December 1, 2022


Health for a better future

Study Shows How to Improve Popular Diets in the U.S.

Study Shows How to Improve Popular Diets in the U.S.

Newswise — Washington D.C. — Many Americans have adopted popular diets for general health improvement that limit specific foods, macronutrients (like carbohydrates) or eating time. National survey data shows that although the overall quality of these diet patterns vary greatly, all would benefit from a few simple food substitutions.

The new study examined the quality of popular diet patterns in the US and modeled the effect of targeted food substitutions on diet quality.

The paper, which recently appeared in the journal Current Developments in Nutrition, concludes that “low diet quality was observed for all popular diet patterns evaluated in this study.”

The authors reviewed dietary data for over 34,000 adults from 2005-2018. They applied what’s called the “Healthy Eating Index-2015” to evaluate the diet quality and then modeled diet changes to identify substitutions with the most impact on improving quality of popular restriction diets.

They found that food substitutions that reduce sugar, sodium, saturated fat and refined grains simultaneously were more effective than targeting one of these single dietary components.  
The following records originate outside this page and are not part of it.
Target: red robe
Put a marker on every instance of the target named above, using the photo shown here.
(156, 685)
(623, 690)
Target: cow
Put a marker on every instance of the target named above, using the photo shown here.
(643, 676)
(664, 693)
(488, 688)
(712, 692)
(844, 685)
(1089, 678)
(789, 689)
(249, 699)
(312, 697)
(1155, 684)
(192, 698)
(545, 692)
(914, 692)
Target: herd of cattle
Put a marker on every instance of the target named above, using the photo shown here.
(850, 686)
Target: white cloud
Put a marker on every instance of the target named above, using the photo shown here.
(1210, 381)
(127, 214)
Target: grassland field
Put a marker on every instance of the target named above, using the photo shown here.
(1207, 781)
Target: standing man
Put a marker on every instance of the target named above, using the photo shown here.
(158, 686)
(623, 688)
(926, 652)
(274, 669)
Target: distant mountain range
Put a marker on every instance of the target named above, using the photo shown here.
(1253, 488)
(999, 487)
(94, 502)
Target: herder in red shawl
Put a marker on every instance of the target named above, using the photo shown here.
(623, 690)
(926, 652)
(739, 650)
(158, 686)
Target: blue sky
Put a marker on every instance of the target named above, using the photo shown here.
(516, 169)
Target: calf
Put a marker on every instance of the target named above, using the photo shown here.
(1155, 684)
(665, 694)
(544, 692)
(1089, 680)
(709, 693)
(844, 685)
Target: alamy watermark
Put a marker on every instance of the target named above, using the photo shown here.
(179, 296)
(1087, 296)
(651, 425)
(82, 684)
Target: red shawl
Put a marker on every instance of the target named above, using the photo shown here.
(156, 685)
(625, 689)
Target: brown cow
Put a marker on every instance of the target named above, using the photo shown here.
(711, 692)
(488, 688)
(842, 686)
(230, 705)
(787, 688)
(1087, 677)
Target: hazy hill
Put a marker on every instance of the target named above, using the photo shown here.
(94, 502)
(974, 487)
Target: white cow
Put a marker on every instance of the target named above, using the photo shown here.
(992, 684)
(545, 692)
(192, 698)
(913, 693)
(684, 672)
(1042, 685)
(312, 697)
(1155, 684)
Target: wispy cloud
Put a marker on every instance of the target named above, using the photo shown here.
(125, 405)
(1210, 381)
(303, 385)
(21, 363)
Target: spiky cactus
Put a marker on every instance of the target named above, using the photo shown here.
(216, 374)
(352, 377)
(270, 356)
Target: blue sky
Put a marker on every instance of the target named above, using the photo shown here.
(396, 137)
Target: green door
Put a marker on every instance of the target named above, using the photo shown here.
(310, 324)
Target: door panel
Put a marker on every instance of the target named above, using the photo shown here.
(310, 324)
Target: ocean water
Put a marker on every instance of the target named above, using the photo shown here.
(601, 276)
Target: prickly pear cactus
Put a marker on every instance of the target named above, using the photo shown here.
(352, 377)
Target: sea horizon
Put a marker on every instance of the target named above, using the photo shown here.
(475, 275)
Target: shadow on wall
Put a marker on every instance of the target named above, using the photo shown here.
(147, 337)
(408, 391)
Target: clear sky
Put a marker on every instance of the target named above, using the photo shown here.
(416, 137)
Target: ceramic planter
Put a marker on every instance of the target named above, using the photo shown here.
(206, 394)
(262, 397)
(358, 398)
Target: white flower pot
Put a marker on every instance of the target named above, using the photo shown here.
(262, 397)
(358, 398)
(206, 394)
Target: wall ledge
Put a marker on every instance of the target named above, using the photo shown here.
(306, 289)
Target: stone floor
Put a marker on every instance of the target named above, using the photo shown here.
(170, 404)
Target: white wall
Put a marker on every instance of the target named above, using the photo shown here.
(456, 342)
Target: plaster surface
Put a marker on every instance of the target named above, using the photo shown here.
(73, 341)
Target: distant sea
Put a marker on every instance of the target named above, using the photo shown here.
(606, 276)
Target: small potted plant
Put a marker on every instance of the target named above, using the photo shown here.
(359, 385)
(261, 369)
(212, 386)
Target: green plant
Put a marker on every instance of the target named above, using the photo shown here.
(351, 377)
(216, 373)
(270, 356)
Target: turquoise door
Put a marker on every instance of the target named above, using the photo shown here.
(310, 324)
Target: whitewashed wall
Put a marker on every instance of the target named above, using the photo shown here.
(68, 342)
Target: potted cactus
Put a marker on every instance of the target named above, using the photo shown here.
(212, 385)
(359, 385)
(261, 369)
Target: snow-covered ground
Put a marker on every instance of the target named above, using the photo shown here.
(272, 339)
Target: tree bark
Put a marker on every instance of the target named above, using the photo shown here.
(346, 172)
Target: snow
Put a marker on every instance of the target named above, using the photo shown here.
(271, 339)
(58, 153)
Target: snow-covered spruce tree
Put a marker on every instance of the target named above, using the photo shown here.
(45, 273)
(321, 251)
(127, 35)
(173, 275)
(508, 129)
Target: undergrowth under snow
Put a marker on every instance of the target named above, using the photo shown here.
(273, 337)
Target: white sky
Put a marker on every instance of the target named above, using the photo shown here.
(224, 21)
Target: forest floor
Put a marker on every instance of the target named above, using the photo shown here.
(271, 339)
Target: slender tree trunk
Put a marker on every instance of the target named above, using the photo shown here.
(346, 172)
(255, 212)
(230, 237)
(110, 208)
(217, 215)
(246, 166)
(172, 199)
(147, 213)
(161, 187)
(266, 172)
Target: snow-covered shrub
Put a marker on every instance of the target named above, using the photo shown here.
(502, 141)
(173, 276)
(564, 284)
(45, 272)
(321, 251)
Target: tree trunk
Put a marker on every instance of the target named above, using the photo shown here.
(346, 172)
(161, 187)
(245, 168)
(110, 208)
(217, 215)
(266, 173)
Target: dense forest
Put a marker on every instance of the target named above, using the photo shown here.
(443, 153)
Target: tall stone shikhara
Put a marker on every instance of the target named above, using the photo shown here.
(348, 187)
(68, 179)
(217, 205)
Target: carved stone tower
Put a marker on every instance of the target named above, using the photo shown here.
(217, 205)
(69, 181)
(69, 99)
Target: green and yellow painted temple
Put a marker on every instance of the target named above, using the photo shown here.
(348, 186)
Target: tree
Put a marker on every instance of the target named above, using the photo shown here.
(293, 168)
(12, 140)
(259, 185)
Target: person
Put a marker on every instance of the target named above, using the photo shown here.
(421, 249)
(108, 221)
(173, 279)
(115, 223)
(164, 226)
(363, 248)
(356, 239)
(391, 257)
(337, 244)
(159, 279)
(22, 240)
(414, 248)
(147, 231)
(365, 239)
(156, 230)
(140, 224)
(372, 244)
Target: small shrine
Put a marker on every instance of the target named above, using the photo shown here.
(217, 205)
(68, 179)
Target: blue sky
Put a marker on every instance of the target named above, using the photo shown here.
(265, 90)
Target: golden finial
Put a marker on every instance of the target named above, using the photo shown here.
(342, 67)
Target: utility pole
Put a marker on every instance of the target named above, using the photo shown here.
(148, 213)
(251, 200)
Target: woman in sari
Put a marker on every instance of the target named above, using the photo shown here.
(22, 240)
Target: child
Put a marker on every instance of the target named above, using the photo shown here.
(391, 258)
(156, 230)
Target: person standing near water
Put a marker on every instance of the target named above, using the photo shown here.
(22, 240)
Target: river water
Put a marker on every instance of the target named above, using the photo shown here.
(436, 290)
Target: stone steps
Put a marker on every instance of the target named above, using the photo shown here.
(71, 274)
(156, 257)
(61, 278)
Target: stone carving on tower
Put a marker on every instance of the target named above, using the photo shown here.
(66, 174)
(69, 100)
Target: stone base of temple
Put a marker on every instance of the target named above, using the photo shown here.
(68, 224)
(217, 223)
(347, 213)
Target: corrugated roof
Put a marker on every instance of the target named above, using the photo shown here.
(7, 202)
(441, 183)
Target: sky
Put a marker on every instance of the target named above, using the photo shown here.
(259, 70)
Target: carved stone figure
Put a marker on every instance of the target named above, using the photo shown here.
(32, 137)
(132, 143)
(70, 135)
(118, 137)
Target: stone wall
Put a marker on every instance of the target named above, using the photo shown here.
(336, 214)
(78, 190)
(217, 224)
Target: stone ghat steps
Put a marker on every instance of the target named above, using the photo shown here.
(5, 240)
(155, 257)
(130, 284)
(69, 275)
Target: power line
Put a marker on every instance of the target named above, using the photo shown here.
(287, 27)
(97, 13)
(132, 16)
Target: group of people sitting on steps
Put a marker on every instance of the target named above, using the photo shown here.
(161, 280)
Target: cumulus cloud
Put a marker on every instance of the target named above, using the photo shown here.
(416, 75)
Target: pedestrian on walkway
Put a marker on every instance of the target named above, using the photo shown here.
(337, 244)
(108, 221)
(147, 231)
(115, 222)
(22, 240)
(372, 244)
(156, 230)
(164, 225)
They concluded that “[m]odeled dietary shifts that align with recommendations to choose foods lower in added sugar, sodium, saturated fat, and refined grains led to modest improvements in diet quality and larger reductions of energy intake”.

The scientists from the College of William & Mary and The Ohio State University noted that “Greater efforts are needed to encourage consumer adoption of dietary patterns that emphasize consumption of a variety of high-quality food groups rather than a singular focus on individual nutrients or foods.”

The study was funded by the Institute for the Advancement of Food and Nutrition Sciences (IAFNS), which is committed to leading positive change across the food and beverage ecosystem. The research above was supported by IAFNS Carbohydrates Committee. IAFNS is a 501(c)(3) science-focused nonprofit uniquely positioned to mobilize government, industry and academia to drive, fund and lead actionable research.